Jensen: You’ve said that one problem with Western culture is its use of the verb to be.
Prechtel: When I was a child, I spoke a Pueblo language called Keres, which doesn’t have the verb to be. It was basically a language of adjectives. One of the secrets of my ability to survive and thrive in Santiago Atitlán was that the Tzutujil language, too, has no verb to be. Tzutujil is a language of carrying and belonging, not a language of being. Without to be, there’s no sense that something is absolutely this or that. If two people argue, they’re said to be “split,” like firewood, but both sides are still of the same substance. Some of the rights and wrongs that nations have fought and died to defend or obtain are not even relevant concepts to traditional Tzutujil. This isn’t because the Tzutujil are somehow too “primitive” to understand right and wrong, but because their lives aren’t based on absolute states or permanence. Mayans believe nothing will last on its own. That’s why their lives are oriented toward maintenance rather than creation.
“Belonging to” is as close to “being” as the Tzutujil language gets. One cannot say, “She is a mother,” for instance. In Tzutujil, you can only call someone a mother by saying whose mother she is, whom she belongs to. Likewise, one cannot say, “He is a shaman.” One says instead, “The way of tracking belongs to him.”
In order for modern Western culture to really take hold in Santiago Atitlán, the frustrated religious, business, and political leaders first had to undermine the language. Language is the glue that holds the layers of the Mayan universe together: the eloquence of the speech, the ancestral lifeline of the mythologies. The speech of the gods was in our very bones. But once the Westerners forced the verb to be upon our young, the whole archaic Mayan world disappeared into the jaws of the modern age.
In a culture with the verb to be, one is always concerned with identity. To determine who you are, you must also determine who you are not. In a culture based on belonging, however, you must bond with others. You are defined by where you stand and whom you stand with. The verb to be also reduces a language, taking away its adornment and beauty. But the language becomes more efficient. The verb to be is very efficient. It allows you to build things.
Rather than build things, Mayans cultivate a climate that allows for the possibility of their appearance, as for a fruit or a vine. They take care of things. In the past, when they built big monuments, it wasn’t, as in modern culture, to force the world to be a certain way, but rather to repay the world with a currency proportionate to the immense gifts the gods had given the people. Mayans don’t force the world to be what they want it to be: they make friends with it; they belong to life.
Jensen: You’ve spoken a lot today about the importance of maintenance. How does that relate to the Tzutujil practice of building flimsy houses?

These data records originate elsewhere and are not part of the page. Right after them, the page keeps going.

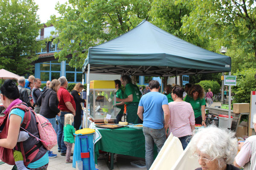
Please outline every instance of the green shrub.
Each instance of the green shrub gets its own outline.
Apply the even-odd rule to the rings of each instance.
[[[198,84],[202,86],[207,93],[209,88],[211,89],[213,94],[217,94],[220,93],[221,85],[216,81],[203,80],[199,82]]]
[[[250,103],[250,92],[256,90],[255,74],[255,68],[238,71],[234,74],[236,76],[236,85],[232,86],[232,93],[235,94],[233,103]]]
[[[46,86],[46,83],[42,83],[42,84],[41,85],[41,87],[40,87],[40,88],[41,88],[42,89],[45,86]]]

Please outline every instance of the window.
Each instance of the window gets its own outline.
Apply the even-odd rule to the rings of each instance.
[[[55,45],[52,42],[49,42],[49,51],[56,51]]]
[[[74,82],[75,81],[75,73],[66,73],[66,78],[68,82]]]
[[[41,72],[40,73],[40,79],[41,81],[48,81],[49,79],[49,72]]]

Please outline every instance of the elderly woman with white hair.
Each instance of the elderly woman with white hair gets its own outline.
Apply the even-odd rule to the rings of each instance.
[[[253,122],[256,131],[256,114],[253,116]],[[234,165],[244,167],[244,170],[256,169],[256,135],[250,136],[244,142],[241,142],[239,147],[241,150],[236,157]]]
[[[215,126],[201,128],[190,141],[193,156],[201,167],[196,170],[239,170],[231,164],[237,151],[235,133]]]

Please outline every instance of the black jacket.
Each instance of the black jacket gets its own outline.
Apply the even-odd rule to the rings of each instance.
[[[71,91],[71,95],[74,98],[75,102],[76,103],[76,115],[81,115],[82,113],[82,107],[80,103],[81,102],[84,103],[85,100],[84,99],[82,99],[80,95],[78,94],[77,91],[73,90]]]
[[[60,112],[57,93],[51,88],[42,91],[37,103],[41,106],[40,114],[47,118],[54,118]]]

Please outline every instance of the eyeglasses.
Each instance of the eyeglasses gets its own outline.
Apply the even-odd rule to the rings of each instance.
[[[207,159],[207,158],[201,158],[201,156],[198,155],[197,153],[195,153],[195,152],[193,153],[192,155],[195,158],[198,159],[201,159],[202,160],[203,160],[203,161],[204,161],[205,163],[209,163],[211,161],[212,161],[212,159]]]

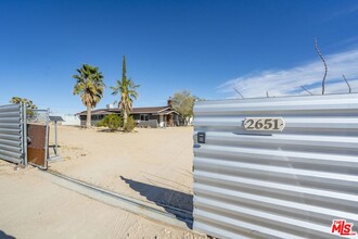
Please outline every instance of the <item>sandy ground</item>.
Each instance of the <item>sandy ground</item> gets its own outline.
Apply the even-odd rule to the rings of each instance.
[[[193,129],[59,127],[62,162],[50,168],[140,200],[192,210]],[[50,133],[53,141],[53,127]]]
[[[14,166],[0,161],[0,238],[203,238],[63,188],[37,168]]]

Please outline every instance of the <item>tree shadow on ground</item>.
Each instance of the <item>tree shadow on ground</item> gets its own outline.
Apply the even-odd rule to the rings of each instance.
[[[120,176],[129,187],[145,197],[149,201],[162,206],[166,212],[184,222],[192,229],[193,196],[184,192],[162,188]],[[176,209],[179,209],[176,210]],[[188,218],[189,217],[189,218]]]
[[[2,230],[0,230],[0,239],[15,239],[15,237],[10,236],[10,235],[3,232]]]

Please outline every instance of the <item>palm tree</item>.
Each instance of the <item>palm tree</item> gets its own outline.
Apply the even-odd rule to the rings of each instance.
[[[84,105],[87,106],[86,127],[89,128],[91,127],[91,110],[102,99],[105,85],[99,67],[84,64],[77,68],[77,72],[78,75],[73,76],[77,80],[74,95],[80,95]]]
[[[118,108],[120,108],[122,110],[125,125],[127,124],[128,115],[132,110],[133,99],[137,100],[138,98],[138,92],[136,91],[136,89],[139,87],[139,85],[136,85],[130,78],[127,79],[126,73],[126,56],[124,55],[122,80],[116,80],[116,86],[111,87],[111,89],[113,90],[113,96],[120,93],[120,101],[118,103]]]

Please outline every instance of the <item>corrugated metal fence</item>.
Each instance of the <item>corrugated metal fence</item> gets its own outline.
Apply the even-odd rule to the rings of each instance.
[[[0,159],[26,165],[26,109],[0,105]]]
[[[282,117],[247,131],[246,117]],[[358,95],[201,101],[194,106],[194,229],[219,238],[358,231]],[[196,135],[194,136],[196,140]]]

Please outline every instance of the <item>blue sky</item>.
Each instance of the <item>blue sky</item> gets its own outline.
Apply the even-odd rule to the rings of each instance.
[[[358,2],[336,1],[0,1],[0,104],[13,96],[53,112],[84,110],[72,76],[99,66],[105,84],[127,73],[135,106],[162,105],[189,89],[205,99],[358,91]],[[107,88],[99,108],[116,100]]]

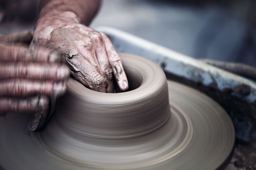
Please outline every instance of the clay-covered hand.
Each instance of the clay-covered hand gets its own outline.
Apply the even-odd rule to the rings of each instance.
[[[49,113],[48,96],[66,89],[68,68],[57,52],[21,44],[0,43],[0,115],[36,113],[31,130],[43,125]]]
[[[88,88],[113,92],[114,74],[120,89],[127,90],[128,81],[120,57],[109,38],[79,23],[72,12],[59,16],[39,19],[34,41],[59,51],[71,74]]]

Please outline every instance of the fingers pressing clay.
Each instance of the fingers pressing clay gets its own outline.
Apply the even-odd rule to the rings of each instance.
[[[83,37],[83,38],[87,37]],[[92,41],[89,39],[84,41],[76,40],[74,41],[74,44],[78,50],[78,52],[81,54],[81,56],[85,58],[93,65],[98,71],[102,75],[103,73],[100,69],[99,64],[96,58],[95,49]],[[72,49],[70,52],[74,51],[75,49]]]
[[[109,65],[102,37],[100,33],[96,31],[94,31],[89,34],[95,46],[94,49],[101,70],[103,71],[104,76],[105,77],[106,91],[108,93],[113,93],[115,90],[113,81],[113,71]]]
[[[127,90],[128,88],[128,80],[120,56],[115,50],[112,43],[107,35],[102,33],[101,34],[108,56],[109,63],[112,68],[114,75],[119,87],[122,91]]]
[[[52,63],[60,61],[58,53],[43,47],[21,44],[0,44],[0,61],[38,62]]]
[[[86,59],[78,53],[72,57],[64,57],[71,69],[71,74],[85,86],[94,90],[105,92],[103,77]]]
[[[64,64],[0,63],[0,79],[16,78],[57,81],[66,79],[69,76],[68,67]]]
[[[31,124],[28,127],[31,131],[41,128],[48,119],[50,107],[49,98],[44,95],[40,96],[38,101],[38,109],[34,115]]]
[[[35,81],[25,79],[14,79],[0,82],[0,96],[27,97],[35,95],[55,96],[63,94],[66,85],[63,82]]]

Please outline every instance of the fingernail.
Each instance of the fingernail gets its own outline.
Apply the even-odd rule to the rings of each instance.
[[[30,126],[28,127],[28,129],[30,131],[36,131],[38,127],[40,120],[42,118],[42,111],[39,111],[35,114],[32,122]]]
[[[56,61],[60,61],[60,57],[59,55],[59,53],[53,51],[50,53],[49,55],[49,62],[50,63],[55,62]]]
[[[118,82],[119,88],[122,91],[125,91],[128,90],[129,86],[128,82],[126,81],[121,81]]]
[[[66,85],[62,82],[55,82],[53,84],[53,93],[55,96],[63,94],[66,91]]]
[[[102,77],[99,74],[97,74],[96,76],[95,76],[93,78],[93,80],[97,85],[101,85],[104,83],[104,80]]]
[[[69,69],[65,65],[60,66],[57,69],[57,78],[59,79],[64,80],[69,76]]]

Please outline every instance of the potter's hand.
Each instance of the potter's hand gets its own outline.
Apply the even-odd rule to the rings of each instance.
[[[44,48],[0,43],[0,115],[36,113],[31,130],[42,125],[49,109],[46,96],[66,89],[69,69],[59,60]]]
[[[89,88],[114,92],[114,74],[121,90],[127,90],[127,79],[120,57],[108,37],[78,23],[71,12],[59,16],[39,20],[34,41],[58,50],[71,74]]]

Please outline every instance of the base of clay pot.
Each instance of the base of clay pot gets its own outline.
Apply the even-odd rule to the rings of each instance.
[[[141,59],[134,55],[121,55],[125,66],[128,58],[134,62]],[[145,59],[143,62],[151,63]],[[165,121],[157,121],[158,126],[155,127],[141,126],[148,130],[144,134],[136,133],[139,128],[124,131],[123,126],[120,126],[122,130],[116,130],[118,133],[113,133],[109,130],[118,123],[114,126],[110,124],[111,128],[106,131],[112,136],[110,138],[94,131],[81,133],[79,127],[70,128],[69,124],[63,123],[65,120],[59,117],[62,112],[53,115],[43,131],[35,133],[27,129],[29,115],[9,114],[5,119],[0,118],[0,165],[4,169],[26,170],[223,169],[232,155],[234,144],[235,131],[230,119],[219,105],[204,94],[177,83],[167,83],[168,105],[171,107],[158,117],[164,118]],[[132,91],[129,92],[132,93]],[[104,101],[105,99],[91,100]],[[122,100],[127,99],[117,100],[117,102]],[[77,109],[80,110],[79,107]],[[121,118],[115,116],[116,119]],[[96,128],[100,129],[101,126]]]

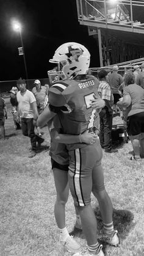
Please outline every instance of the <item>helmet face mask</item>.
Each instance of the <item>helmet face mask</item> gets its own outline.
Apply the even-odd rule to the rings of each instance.
[[[54,75],[58,76],[56,81],[59,81],[86,74],[90,65],[90,57],[87,49],[79,43],[72,42],[62,45],[56,51],[53,58],[49,60],[49,62],[57,64],[58,67],[57,71],[48,71],[49,80],[53,80],[52,76]]]

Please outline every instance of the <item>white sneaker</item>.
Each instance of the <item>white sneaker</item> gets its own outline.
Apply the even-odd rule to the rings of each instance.
[[[94,254],[90,254],[90,252],[88,252],[88,251],[87,249],[85,251],[81,251],[79,252],[77,252],[74,254],[73,254],[73,256],[92,256],[92,255],[97,255],[97,256],[104,256],[104,254],[102,251],[103,246],[102,244],[100,244],[99,246],[99,250],[98,254],[94,253]]]
[[[102,240],[104,242],[107,243],[107,244],[117,247],[119,244],[119,239],[117,236],[117,230],[113,230],[113,232],[110,235],[103,233]]]
[[[81,251],[81,246],[77,243],[72,236],[69,236],[65,241],[60,241],[69,252],[78,252]]]

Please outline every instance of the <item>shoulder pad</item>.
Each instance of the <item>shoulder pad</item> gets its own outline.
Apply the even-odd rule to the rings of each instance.
[[[68,86],[68,85],[67,85]],[[67,86],[62,83],[56,83],[48,90],[48,101],[49,104],[56,107],[64,106],[67,101],[63,95]]]

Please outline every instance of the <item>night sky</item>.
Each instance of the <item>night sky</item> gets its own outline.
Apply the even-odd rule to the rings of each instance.
[[[49,59],[67,42],[80,43],[91,54],[90,67],[99,67],[96,42],[79,24],[75,0],[1,0],[1,81],[26,78],[20,33],[12,27],[15,18],[23,26],[22,35],[29,79],[47,78]]]

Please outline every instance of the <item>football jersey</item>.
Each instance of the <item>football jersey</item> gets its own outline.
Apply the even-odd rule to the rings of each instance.
[[[50,120],[48,123],[49,134],[51,136],[51,146],[49,149],[49,156],[56,162],[62,165],[68,164],[68,153],[66,145],[62,143],[57,143],[53,140],[54,130],[57,130],[58,133],[61,131],[61,125],[57,115]]]
[[[95,125],[98,114],[90,105],[98,93],[99,81],[95,76],[85,80],[65,79],[55,83],[49,89],[49,103],[57,112],[64,134],[79,134]],[[68,150],[85,147],[84,144],[67,145]]]

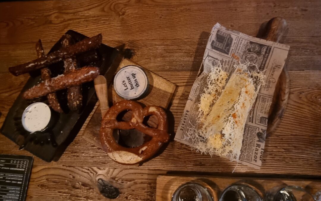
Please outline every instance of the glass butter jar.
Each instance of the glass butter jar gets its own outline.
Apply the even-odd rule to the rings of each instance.
[[[196,183],[184,184],[176,189],[172,201],[215,201],[205,187]]]

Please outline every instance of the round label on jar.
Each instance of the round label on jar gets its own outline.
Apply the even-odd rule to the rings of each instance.
[[[127,66],[121,69],[114,79],[114,88],[119,96],[125,99],[137,99],[143,96],[148,89],[147,75],[137,66]]]

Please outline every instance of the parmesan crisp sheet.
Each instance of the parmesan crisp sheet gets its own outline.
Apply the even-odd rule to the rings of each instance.
[[[218,23],[215,24],[212,30],[207,42],[203,62],[200,70],[199,76],[193,85],[176,132],[175,140],[193,147],[196,147],[199,151],[206,153],[216,154],[229,160],[237,161],[249,167],[259,169],[262,165],[264,150],[269,111],[275,86],[285,63],[289,48],[290,46],[288,45],[268,41],[238,32],[229,30]],[[227,76],[229,76],[229,81],[234,79],[233,78],[236,75],[240,76],[233,73],[235,72],[235,67],[239,66],[240,64],[246,64],[248,68],[258,69],[263,72],[264,76],[263,84],[260,85],[259,89],[256,90],[257,91],[254,95],[255,97],[256,94],[257,94],[257,96],[255,101],[251,101],[252,103],[254,102],[254,103],[251,107],[250,105],[248,106],[250,108],[248,113],[241,114],[245,115],[245,117],[247,116],[243,133],[239,133],[240,132],[238,132],[238,131],[243,130],[242,129],[243,125],[240,126],[239,123],[233,123],[233,125],[233,125],[231,127],[233,129],[229,129],[227,131],[230,132],[230,131],[231,130],[232,137],[236,136],[238,138],[237,139],[239,139],[239,136],[241,137],[243,135],[240,152],[239,147],[238,151],[235,150],[231,154],[226,154],[226,153],[223,153],[225,154],[216,154],[215,149],[214,151],[209,151],[208,149],[202,150],[201,145],[203,142],[199,142],[206,135],[200,136],[195,134],[193,136],[191,133],[199,133],[199,132],[195,131],[204,130],[204,124],[199,125],[200,120],[202,118],[202,114],[200,114],[200,111],[203,112],[212,111],[212,108],[207,110],[205,108],[202,108],[201,105],[200,108],[201,100],[205,102],[206,101],[204,100],[216,98],[213,96],[209,96],[204,92],[209,90],[209,87],[213,88],[217,87],[219,88],[220,87],[225,87],[224,89],[226,89],[226,87],[228,87],[229,84],[228,82],[226,84],[225,81]],[[222,70],[222,72],[218,72],[218,66],[220,67],[220,69]],[[212,83],[212,82],[211,82],[210,84],[213,85],[209,86],[208,82],[210,79],[209,78],[210,78],[211,76],[213,76],[213,72],[215,71],[217,77],[223,81],[215,83]],[[241,74],[240,75],[242,76]],[[244,92],[243,92],[243,94],[246,95]],[[219,91],[218,96],[220,96],[220,94],[221,93]],[[239,96],[241,99],[242,99],[242,94]],[[241,101],[246,102],[244,100]],[[217,104],[219,104],[219,101]],[[239,103],[238,105],[242,104]],[[236,111],[237,107],[231,106],[231,108]],[[213,114],[217,117],[218,120],[225,117],[225,119],[230,118],[232,121],[234,120],[235,123],[235,118],[233,119],[231,115],[229,115],[229,113],[230,112],[230,111],[224,111],[221,112],[221,115],[220,115],[218,113],[217,113],[218,111],[214,110],[212,111],[212,113],[214,112]],[[234,115],[236,114],[232,113],[232,116],[235,117]],[[208,115],[210,116],[211,114]],[[214,119],[213,116],[211,118]],[[240,119],[244,119],[245,118],[242,117]],[[207,128],[211,125],[210,123],[208,123],[206,126]],[[237,128],[238,126],[241,126],[242,128],[241,129]],[[213,127],[213,130],[215,130],[215,127]],[[210,141],[207,140],[207,142],[204,143],[212,143],[215,147],[219,146],[219,144],[221,138],[215,136],[215,134],[212,136]]]

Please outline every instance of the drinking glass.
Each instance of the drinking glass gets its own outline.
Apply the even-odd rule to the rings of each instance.
[[[315,201],[315,200],[303,188],[289,186],[268,193],[266,201]]]
[[[214,201],[207,189],[197,183],[184,184],[173,195],[172,201]]]
[[[262,201],[252,188],[244,184],[234,184],[224,190],[220,201]]]

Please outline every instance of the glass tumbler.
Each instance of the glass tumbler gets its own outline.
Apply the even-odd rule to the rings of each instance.
[[[266,201],[315,201],[313,197],[304,188],[288,186],[276,192],[268,193]]]
[[[172,201],[214,201],[207,189],[196,183],[187,183],[176,189]]]
[[[220,201],[262,201],[262,200],[252,188],[240,184],[232,185],[224,190]]]

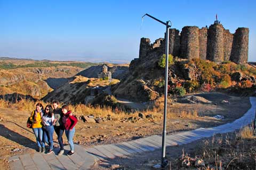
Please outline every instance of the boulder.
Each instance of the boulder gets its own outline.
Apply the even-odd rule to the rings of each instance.
[[[87,123],[96,123],[94,119],[92,117],[90,117],[88,116],[84,116],[84,117]]]
[[[195,162],[195,166],[197,167],[204,167],[205,166],[205,164],[203,159],[197,159]]]
[[[235,82],[241,82],[243,78],[242,72],[235,72],[231,75],[231,80]]]
[[[139,117],[144,119],[145,118],[145,115],[142,113],[139,113]]]
[[[153,119],[153,115],[148,115],[146,116],[146,118],[148,119]]]
[[[95,121],[98,123],[101,123],[103,122],[102,119],[101,119],[100,117],[95,119]]]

Prechtel: In the village, people used to build their houses out of traditional materials, using no iron or lumber or nails, but the houses were magnificent. Many were sewn together out of bark and fiber. Like the house of the body, the house that a person sleeps in must be very beautiful and sturdy, but not so sturdy that it won’t fall apart after a while. If your house doesn’t fall apart, then there will be no reason to renew it. And it is this renewability that makes something valuable. The maintenance gives it meaning.
The secret of village togetherness and happiness has always been the generosity of the people, but the key to that generosity is inefficiency and decay. Because our village huts were not built to last very long, they had to be regularly renewed. To do this, villagers came together, at least once a year, to work on somebody’s hut. When your house was falling down, you invited all the folks over. The little kids ran around messing up what everybody was doing. The young women brought the water. The young men carried the stones. The older men told everybody what to do, and the older women told the older men that they weren’t doing it right. Once the house was back together again, everyone ate together, praised the house, laughed, and cried. In a few days, they moved on to the next house. In this way, each family’s place in the village was reestablished and remembered. This is how it always was.
Then the missionaries and the businessmen and the politicians brought in tin and lumber and sturdy houses. Now the houses last, but the relationships don’t.
In some ways, crises bring communities together. Even nowadays, if there’s a flood, or if somebody is going to put a highway through a neighborhood, people come together to solve the problem. Mayans don’t wait for a crisis to occur; they make a crisis. Their spirituality is based on choreographed disasters — otherwise known as rituals — in which everyone has to work together to remake their clothing, or each other’s houses, or the community, or the world. Everything has to be maintained because it was originally made so delicately that it eventually falls apart. It is the putting back together again, the renewing, that ultimately makes something strong. That is true of our houses, our language, our relationships.
It’s a fine balance, making something that is not so flimsy that it falls apart too soon, yet not so solid that it is permanent. It requires a sort of grace. We all want to make something that’s going to live beyond us, but that thing shouldn’t be a house, or some other physical object. It should be a village that can continue to maintain itself. That sort of constant renewal is the only permanence we should wish to attain.